DessimozLab / OMArk

GNU Lesser General Public License v3.0
47 stars 6 forks source link

Fragmented proteins #22

Closed DiegoSafian closed 3 months ago

DiegoSafian commented 10 months ago

Hi,

Is it possible to try to use the fragmented and partial hits to edit the annotation file? In my case, I think my annotation has several fragmented genes, so It would be incredibly useful If one could use this information to update the gtf.

My best, Diego

YanNevers commented 10 months ago

Hello @DiegoSafian ,

You can find the information on Fragmented genes in the file with extension: .ump; under categories ending as fragmented. I believe this, plus the OMAmer file, could give you hints into what genes are actually fragmented in your annotation.

We have no way to easily use this information to directly edit annotation file for now. It is a somehow complex tasks because sometimes only one or a few part of the sequence is annotated, fragments can result from fragmented assemblies for example, and there may be edgecase where editing the annotation introduce errors (Two fragments of tandem duplicated genes,comes to mind). We would be happy to provide help, but an automatic script to do this from OMArk results would need to be rigorously tested beforehand.

In the meantime, I am working on a companion Notebook to facilitate access to the fragment and partial mapping information in OMArk and identify fragments that likely corresponds to the same gene, this will I hope be already of some help. I'll see what I can add to it to provide "correction" suggestions.

I will post an update here when this is ready (Next week at the latest).

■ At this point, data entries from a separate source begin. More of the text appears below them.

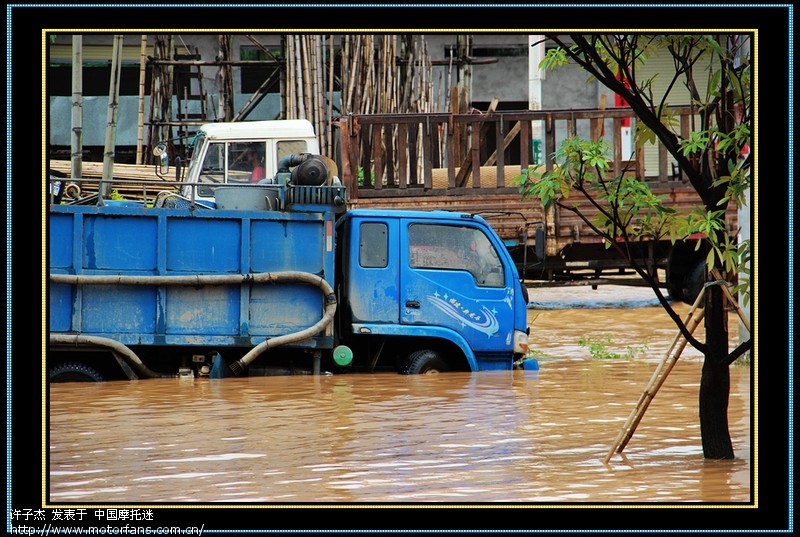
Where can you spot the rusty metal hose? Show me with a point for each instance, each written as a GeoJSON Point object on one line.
{"type": "Point", "coordinates": [207, 279]}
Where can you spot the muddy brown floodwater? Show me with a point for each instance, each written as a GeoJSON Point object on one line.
{"type": "Point", "coordinates": [516, 437]}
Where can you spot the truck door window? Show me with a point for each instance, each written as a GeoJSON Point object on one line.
{"type": "Point", "coordinates": [435, 246]}
{"type": "Point", "coordinates": [213, 168]}
{"type": "Point", "coordinates": [245, 162]}
{"type": "Point", "coordinates": [290, 147]}
{"type": "Point", "coordinates": [373, 248]}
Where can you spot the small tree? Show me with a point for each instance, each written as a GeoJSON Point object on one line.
{"type": "Point", "coordinates": [715, 158]}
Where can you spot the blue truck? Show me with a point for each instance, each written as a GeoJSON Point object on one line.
{"type": "Point", "coordinates": [276, 278]}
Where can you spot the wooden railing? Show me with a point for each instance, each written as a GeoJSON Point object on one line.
{"type": "Point", "coordinates": [390, 154]}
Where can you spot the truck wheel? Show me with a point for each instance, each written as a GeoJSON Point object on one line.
{"type": "Point", "coordinates": [75, 372]}
{"type": "Point", "coordinates": [425, 362]}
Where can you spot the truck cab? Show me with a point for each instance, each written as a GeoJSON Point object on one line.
{"type": "Point", "coordinates": [227, 153]}
{"type": "Point", "coordinates": [432, 276]}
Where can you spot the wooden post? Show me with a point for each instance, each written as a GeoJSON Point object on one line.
{"type": "Point", "coordinates": [111, 124]}
{"type": "Point", "coordinates": [76, 160]}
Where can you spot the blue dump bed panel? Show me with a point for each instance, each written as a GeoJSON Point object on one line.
{"type": "Point", "coordinates": [135, 241]}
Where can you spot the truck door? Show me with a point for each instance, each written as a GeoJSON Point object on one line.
{"type": "Point", "coordinates": [453, 277]}
{"type": "Point", "coordinates": [373, 271]}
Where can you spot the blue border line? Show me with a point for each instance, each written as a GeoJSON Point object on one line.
{"type": "Point", "coordinates": [790, 118]}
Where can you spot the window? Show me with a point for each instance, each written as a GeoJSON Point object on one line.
{"type": "Point", "coordinates": [373, 250]}
{"type": "Point", "coordinates": [291, 147]}
{"type": "Point", "coordinates": [434, 246]}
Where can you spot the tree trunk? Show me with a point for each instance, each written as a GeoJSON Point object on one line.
{"type": "Point", "coordinates": [715, 381]}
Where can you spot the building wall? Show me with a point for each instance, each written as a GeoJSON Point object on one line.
{"type": "Point", "coordinates": [507, 80]}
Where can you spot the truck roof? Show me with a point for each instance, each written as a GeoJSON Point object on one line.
{"type": "Point", "coordinates": [411, 213]}
{"type": "Point", "coordinates": [253, 130]}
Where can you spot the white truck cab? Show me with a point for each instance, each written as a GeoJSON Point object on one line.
{"type": "Point", "coordinates": [246, 152]}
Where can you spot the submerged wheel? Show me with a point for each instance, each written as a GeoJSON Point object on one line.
{"type": "Point", "coordinates": [424, 362]}
{"type": "Point", "coordinates": [75, 372]}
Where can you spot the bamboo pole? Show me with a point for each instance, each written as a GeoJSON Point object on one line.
{"type": "Point", "coordinates": [657, 379]}
{"type": "Point", "coordinates": [667, 363]}
{"type": "Point", "coordinates": [331, 77]}
{"type": "Point", "coordinates": [111, 120]}
{"type": "Point", "coordinates": [142, 78]}
{"type": "Point", "coordinates": [76, 140]}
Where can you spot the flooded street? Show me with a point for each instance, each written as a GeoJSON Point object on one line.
{"type": "Point", "coordinates": [506, 437]}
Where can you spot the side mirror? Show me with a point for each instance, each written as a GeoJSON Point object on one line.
{"type": "Point", "coordinates": [160, 152]}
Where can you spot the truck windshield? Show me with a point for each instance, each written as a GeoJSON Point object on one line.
{"type": "Point", "coordinates": [438, 246]}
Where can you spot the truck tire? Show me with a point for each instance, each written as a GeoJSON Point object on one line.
{"type": "Point", "coordinates": [424, 362]}
{"type": "Point", "coordinates": [75, 372]}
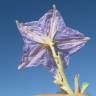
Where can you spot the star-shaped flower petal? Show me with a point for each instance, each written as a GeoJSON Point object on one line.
{"type": "Point", "coordinates": [38, 35]}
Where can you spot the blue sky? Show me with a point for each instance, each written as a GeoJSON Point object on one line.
{"type": "Point", "coordinates": [78, 14]}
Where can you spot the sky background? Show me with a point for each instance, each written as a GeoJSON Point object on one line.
{"type": "Point", "coordinates": [78, 14]}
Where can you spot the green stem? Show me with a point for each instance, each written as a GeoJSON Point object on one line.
{"type": "Point", "coordinates": [60, 66]}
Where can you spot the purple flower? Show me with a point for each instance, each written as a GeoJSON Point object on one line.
{"type": "Point", "coordinates": [37, 34]}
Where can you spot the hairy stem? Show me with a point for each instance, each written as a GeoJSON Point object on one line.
{"type": "Point", "coordinates": [60, 66]}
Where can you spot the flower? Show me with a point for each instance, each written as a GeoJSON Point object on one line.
{"type": "Point", "coordinates": [49, 29]}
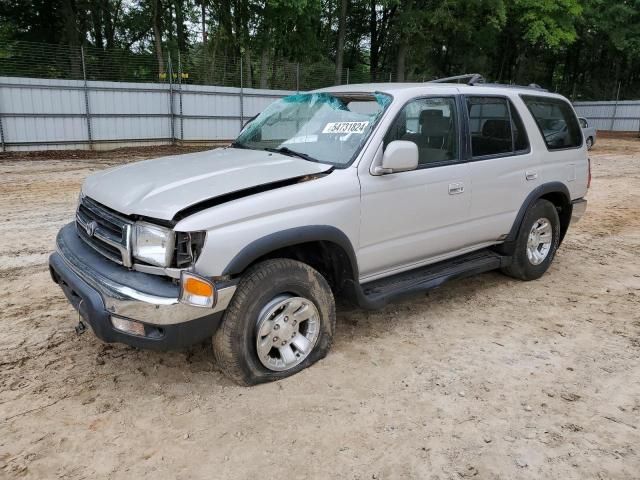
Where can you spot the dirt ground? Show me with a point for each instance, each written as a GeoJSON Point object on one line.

YanNevers commented 9 months ago

Hello Diego,

Sorry for the delay, our implementation of fragment handling was delayed by changes we made to the OMAmer and OMArk code as part of an improved release. This release is now done, and you can find the Contextualize_OMA.ipynb Jupyer Notebook in our utils folder. There is a section in this Notebook to help correct fragments using information from our OMA database.

It will select all HOGs with detected fragments in your results and download protein sequences of close homologs to help you investigate this fragmentation. We then recommand using Miniprot to map these sequences into the genomes. Note that it works only with the latest release of OMAmer databases, since it uses the OMA Browser API to obtain sequences. We tested this code to investigate fragment in known fragmented proteome and, with the help of a genome browser, we could identify the correct boundaries of the fragmented proteins.

As said before, implementing this automatically would require work, but I would be happy to receive feedback on this tool and advice on how to proceed further.

Thank you for your patience!

DiegoSafian commented 9 months ago

Hi Yan, Thanks for the update. I will check it immediately!